House diary: GOP finds candidate for Weller's seat, not Reynolds's

The dominant story of this year's House races has been the GOP's open seat headaches. Not only are Republicans facing a massive exodus of their caucus, with many of the departing members leaving behind very vulnerable districts, but they have had trouble recruiting in many crucial districts.

No race exemplifies these problem better than IL-11, left open by Rep. Weller. It was clear from the beginning that this would be prime pick-up territory, but GOP problems were conpounded by the uneven recruitment of the two parties: Democrats got state Senate President Debbie Halvorson while the GOP's top choice (Christine Radogno) refused to get in. New Lenox Mayor Tim Balderman became the Republican nominee after the February 5th primary, but abruptly decided to withdraw two weeks later. That left the GOP without a candidate, but with party leaders having the right to select the nominee themselves.

Republicans were hoping to attract a few state Senators who had initially refused to run, perhaps attracting them with the fact that they would not have to run for a primary.
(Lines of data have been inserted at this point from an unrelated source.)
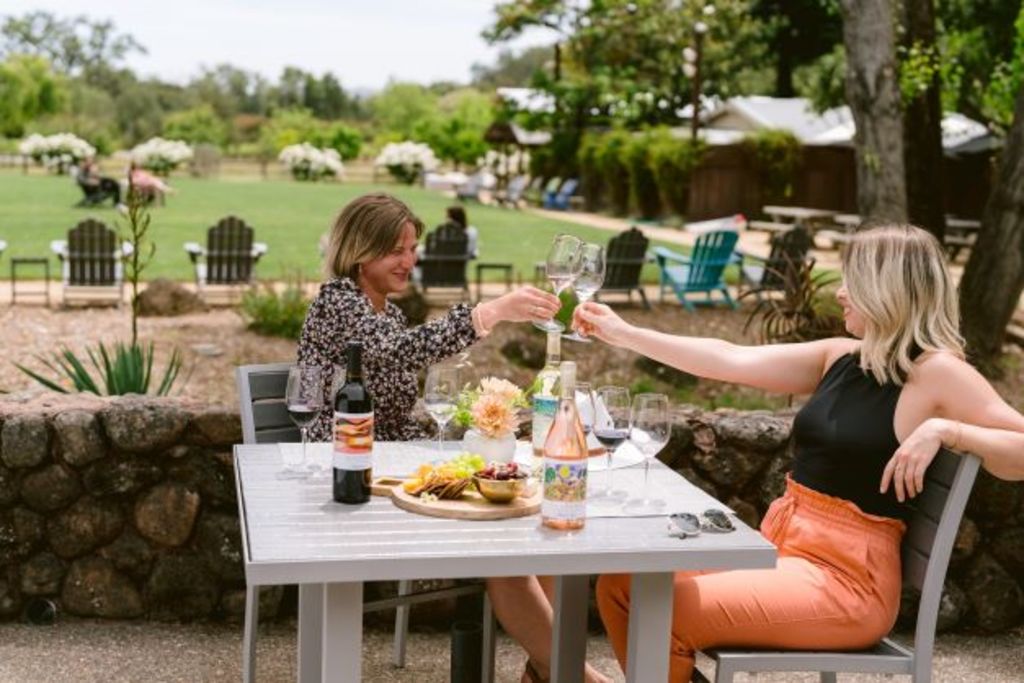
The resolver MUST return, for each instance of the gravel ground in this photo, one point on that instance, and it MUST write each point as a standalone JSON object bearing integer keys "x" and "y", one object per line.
{"x": 84, "y": 651}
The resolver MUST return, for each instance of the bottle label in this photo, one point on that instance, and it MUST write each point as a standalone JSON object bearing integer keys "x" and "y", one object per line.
{"x": 353, "y": 440}
{"x": 564, "y": 488}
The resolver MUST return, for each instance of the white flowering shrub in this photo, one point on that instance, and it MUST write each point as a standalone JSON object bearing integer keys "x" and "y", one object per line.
{"x": 406, "y": 161}
{"x": 161, "y": 156}
{"x": 58, "y": 152}
{"x": 307, "y": 163}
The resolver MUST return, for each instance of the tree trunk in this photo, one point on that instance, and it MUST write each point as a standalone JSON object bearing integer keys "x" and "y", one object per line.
{"x": 994, "y": 274}
{"x": 872, "y": 94}
{"x": 923, "y": 130}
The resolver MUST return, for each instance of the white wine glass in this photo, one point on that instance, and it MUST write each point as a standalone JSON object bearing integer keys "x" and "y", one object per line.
{"x": 561, "y": 268}
{"x": 304, "y": 399}
{"x": 650, "y": 428}
{"x": 589, "y": 281}
{"x": 440, "y": 393}
{"x": 611, "y": 427}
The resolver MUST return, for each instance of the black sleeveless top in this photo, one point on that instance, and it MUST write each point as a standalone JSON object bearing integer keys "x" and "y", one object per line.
{"x": 844, "y": 437}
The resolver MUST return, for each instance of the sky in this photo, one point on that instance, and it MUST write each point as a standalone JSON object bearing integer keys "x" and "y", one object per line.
{"x": 364, "y": 42}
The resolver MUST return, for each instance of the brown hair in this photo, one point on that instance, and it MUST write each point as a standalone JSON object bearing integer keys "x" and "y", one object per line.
{"x": 367, "y": 228}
But they apparently got rebuked one more time because Chicago Businessman Martin Ozinga is now emerging as the choice of party operatives after he declared himself recently. The final decision will not be made until April 30th, but Republicans can at least be relieved that they got a candidate in the race to allow them to play defense and test the district's readiness to become blue.
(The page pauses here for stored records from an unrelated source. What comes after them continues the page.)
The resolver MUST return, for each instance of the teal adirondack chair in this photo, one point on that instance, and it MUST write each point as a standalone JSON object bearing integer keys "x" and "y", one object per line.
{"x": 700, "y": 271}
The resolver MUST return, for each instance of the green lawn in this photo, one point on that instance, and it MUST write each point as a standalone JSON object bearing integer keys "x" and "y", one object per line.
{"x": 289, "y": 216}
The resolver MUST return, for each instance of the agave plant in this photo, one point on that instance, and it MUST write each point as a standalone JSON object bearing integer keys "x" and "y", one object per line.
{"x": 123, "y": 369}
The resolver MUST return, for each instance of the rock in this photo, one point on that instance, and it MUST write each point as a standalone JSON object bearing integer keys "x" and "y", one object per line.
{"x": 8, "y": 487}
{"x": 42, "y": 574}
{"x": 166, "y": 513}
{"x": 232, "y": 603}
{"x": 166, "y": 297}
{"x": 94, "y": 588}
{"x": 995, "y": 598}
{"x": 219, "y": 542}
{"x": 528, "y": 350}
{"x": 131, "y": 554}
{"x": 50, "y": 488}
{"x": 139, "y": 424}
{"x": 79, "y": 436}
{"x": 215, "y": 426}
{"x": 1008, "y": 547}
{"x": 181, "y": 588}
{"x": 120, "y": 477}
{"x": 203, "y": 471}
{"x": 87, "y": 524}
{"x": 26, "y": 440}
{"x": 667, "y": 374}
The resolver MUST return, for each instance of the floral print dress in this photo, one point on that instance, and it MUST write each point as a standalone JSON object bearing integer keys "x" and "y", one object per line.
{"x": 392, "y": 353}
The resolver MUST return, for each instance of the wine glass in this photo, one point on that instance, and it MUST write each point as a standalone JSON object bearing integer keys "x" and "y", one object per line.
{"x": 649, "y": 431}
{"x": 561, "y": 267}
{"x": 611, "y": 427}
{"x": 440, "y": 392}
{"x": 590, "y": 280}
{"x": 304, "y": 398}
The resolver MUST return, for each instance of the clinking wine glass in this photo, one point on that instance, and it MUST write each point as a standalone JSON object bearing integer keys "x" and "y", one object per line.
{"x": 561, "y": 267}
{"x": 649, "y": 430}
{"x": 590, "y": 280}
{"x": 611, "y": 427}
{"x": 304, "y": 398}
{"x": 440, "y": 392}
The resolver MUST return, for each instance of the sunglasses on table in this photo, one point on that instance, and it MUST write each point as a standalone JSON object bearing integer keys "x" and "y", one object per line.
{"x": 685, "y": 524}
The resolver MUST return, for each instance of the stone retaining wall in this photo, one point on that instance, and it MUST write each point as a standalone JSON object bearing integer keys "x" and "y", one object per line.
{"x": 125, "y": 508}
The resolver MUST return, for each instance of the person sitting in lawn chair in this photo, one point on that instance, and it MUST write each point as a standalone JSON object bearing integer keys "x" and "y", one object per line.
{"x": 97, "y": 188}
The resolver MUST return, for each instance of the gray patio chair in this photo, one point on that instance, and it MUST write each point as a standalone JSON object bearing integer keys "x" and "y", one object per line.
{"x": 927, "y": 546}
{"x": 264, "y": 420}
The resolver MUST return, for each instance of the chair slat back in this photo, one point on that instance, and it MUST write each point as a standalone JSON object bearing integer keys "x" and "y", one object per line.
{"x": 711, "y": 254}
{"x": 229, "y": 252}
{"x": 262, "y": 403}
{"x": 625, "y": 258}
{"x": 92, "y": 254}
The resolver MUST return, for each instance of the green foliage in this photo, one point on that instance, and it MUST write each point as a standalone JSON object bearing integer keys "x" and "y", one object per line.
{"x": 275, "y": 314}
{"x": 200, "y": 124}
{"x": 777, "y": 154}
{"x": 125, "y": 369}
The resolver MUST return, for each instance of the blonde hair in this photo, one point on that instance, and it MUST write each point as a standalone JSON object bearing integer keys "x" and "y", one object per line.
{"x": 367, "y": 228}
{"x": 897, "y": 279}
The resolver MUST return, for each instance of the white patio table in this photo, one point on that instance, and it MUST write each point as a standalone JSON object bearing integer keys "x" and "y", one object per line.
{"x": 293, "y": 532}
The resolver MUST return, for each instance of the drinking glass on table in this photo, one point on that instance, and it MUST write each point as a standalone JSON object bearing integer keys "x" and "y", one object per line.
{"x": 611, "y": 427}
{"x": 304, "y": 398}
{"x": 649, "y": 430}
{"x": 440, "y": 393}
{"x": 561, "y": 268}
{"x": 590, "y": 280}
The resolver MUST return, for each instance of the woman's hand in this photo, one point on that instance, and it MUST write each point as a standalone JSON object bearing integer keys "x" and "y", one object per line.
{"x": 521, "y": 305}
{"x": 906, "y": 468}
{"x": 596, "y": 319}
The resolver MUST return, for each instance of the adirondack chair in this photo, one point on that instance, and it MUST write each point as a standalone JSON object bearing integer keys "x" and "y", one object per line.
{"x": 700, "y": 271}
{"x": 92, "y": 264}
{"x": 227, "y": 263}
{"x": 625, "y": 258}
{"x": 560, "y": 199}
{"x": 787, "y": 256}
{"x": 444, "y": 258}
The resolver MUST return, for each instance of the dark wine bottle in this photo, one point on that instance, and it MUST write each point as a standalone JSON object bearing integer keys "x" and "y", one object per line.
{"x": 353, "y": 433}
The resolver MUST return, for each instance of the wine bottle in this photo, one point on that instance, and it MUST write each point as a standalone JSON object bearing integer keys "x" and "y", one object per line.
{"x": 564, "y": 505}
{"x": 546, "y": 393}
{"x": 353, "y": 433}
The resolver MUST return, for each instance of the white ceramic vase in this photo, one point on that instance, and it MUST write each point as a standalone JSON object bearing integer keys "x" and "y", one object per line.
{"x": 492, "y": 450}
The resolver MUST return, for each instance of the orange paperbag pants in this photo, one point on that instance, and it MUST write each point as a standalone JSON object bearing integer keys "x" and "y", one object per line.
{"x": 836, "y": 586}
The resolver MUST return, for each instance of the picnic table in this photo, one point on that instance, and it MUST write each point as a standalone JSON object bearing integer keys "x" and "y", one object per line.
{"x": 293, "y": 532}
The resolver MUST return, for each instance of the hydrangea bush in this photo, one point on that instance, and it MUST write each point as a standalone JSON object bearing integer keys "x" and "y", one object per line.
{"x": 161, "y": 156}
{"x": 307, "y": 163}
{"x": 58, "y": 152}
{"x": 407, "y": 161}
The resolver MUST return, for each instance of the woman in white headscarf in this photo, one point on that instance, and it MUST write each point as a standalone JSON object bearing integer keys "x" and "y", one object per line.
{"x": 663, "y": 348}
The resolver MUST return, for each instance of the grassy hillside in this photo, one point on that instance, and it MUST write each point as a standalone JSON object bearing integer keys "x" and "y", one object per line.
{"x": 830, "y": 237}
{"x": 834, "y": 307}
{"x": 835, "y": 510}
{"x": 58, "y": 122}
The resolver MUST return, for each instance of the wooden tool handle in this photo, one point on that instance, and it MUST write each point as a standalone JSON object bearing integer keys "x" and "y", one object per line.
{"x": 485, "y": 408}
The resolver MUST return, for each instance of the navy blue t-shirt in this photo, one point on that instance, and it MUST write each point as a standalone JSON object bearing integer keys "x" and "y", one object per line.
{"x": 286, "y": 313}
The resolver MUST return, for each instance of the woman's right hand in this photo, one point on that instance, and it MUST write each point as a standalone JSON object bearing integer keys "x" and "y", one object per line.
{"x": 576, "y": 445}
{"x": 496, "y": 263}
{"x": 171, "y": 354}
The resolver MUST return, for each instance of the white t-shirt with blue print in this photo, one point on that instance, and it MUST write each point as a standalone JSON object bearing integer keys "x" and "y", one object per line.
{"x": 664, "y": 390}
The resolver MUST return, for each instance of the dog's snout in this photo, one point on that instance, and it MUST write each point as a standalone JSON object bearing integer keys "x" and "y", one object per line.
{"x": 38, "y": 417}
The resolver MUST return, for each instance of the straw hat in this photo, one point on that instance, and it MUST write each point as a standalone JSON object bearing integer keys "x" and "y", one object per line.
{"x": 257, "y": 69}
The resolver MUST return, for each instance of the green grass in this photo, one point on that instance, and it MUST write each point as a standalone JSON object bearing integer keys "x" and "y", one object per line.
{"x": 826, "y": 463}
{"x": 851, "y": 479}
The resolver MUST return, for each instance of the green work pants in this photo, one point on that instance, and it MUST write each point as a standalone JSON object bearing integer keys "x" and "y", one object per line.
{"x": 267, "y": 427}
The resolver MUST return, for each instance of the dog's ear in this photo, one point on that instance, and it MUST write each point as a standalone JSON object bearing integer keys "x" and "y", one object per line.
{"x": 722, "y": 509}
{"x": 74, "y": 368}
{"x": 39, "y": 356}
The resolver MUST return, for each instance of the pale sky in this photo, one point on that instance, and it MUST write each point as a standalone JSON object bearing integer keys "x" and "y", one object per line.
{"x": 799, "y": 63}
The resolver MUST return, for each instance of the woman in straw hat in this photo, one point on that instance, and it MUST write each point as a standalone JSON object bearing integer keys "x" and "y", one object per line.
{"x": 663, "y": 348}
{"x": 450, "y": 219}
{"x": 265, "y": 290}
Meanwhile, in NY-26, Republicans start off slightly favored to keep the seat of former NRCC chairman Reynolds, who announced his retirement last week. The district leans Republican, but with upstate New York trending increasingly Democratic in recent cycles it will not be an easy hold for Republicans. And the GOP just got its first major recuirtement failure in this district, with state Senator George Maziarz announcing he will not run for Reynolds's seat, despite being considered by many as the front-runner for the Republican nod. The Niagara County Republican Chairman also said he would not be running.
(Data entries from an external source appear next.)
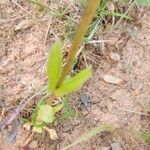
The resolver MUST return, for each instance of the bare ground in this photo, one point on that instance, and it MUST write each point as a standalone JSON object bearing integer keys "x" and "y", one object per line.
{"x": 24, "y": 53}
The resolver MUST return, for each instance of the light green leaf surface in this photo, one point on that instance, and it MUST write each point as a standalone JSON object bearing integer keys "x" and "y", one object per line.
{"x": 45, "y": 114}
{"x": 73, "y": 84}
{"x": 54, "y": 66}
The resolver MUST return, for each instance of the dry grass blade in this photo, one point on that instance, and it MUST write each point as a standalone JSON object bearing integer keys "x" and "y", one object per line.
{"x": 90, "y": 134}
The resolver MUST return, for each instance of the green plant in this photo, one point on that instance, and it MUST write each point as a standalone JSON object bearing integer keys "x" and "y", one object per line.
{"x": 59, "y": 85}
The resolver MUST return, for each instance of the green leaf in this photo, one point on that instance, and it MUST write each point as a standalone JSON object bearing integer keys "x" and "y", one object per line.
{"x": 54, "y": 66}
{"x": 73, "y": 84}
{"x": 143, "y": 2}
{"x": 35, "y": 112}
{"x": 57, "y": 108}
{"x": 52, "y": 133}
{"x": 45, "y": 114}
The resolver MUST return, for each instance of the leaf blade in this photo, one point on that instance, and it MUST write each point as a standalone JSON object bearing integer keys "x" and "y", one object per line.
{"x": 45, "y": 114}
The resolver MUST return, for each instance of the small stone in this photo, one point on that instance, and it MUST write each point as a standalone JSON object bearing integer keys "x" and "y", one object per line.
{"x": 25, "y": 24}
{"x": 33, "y": 145}
{"x": 112, "y": 79}
{"x": 104, "y": 148}
{"x": 114, "y": 56}
{"x": 116, "y": 146}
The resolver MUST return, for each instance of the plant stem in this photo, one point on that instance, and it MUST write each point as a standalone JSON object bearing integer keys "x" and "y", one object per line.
{"x": 89, "y": 13}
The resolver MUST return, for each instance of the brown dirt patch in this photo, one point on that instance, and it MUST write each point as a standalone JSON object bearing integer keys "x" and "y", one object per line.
{"x": 23, "y": 57}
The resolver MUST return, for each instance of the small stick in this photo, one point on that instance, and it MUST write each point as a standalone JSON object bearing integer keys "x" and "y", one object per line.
{"x": 135, "y": 112}
{"x": 19, "y": 5}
The fact that politicians like Maziarz (or Christine Radogno in IL-11) who were basically promised the Republican nod in GOP-held districts are refusing to jump in the race confirms how grim many Republicans thinks their party's chances are in the fall, at least in congressional races. In essence, some of these refusals come down to a belief that it would be harder to win this year in an open seat than in the next few cycles against an incumbent.

  • Internal Polls: NY-25 and OH-02
We also got two internal polls released by two campaigns of opposing parties yesterday, and like most leaked internals they paint very favorable pictures for those who commissioned them:

  • In OH-02, Republican incumbent Jean Schmidt leads challenger Vic Wulsin 51% to 33%. This is a rematch of the 2006 race which Schmitt barely won.
  • In NY-25, a GOP-held open seat, Democrat Dan Maffei (who came very close to beating the incumbent in 2006) leads two Republican candidates by double-digits, 41% to 29% against Peter Cappuccilli and 41% to 25% against Randy Wolken.
Take those numbers with many grains of salt, since they are internal polls, but neither survey has particularly surprising results. OH-02 is a very Republican district, and, despite the fact that Schmidt had two extremely close calls in a special election in 2005 and in the 2006 general election, it's also expected that she manages to entrench herself over time. NY-25, meanwhile, is a district that Kerry carried in 2004 and in a state in which Republicans are not going well. It's thus expected that the Democratic nominee (who already ran in 2006, so has a better base) starts off favored in what is essentially a generic ballot test.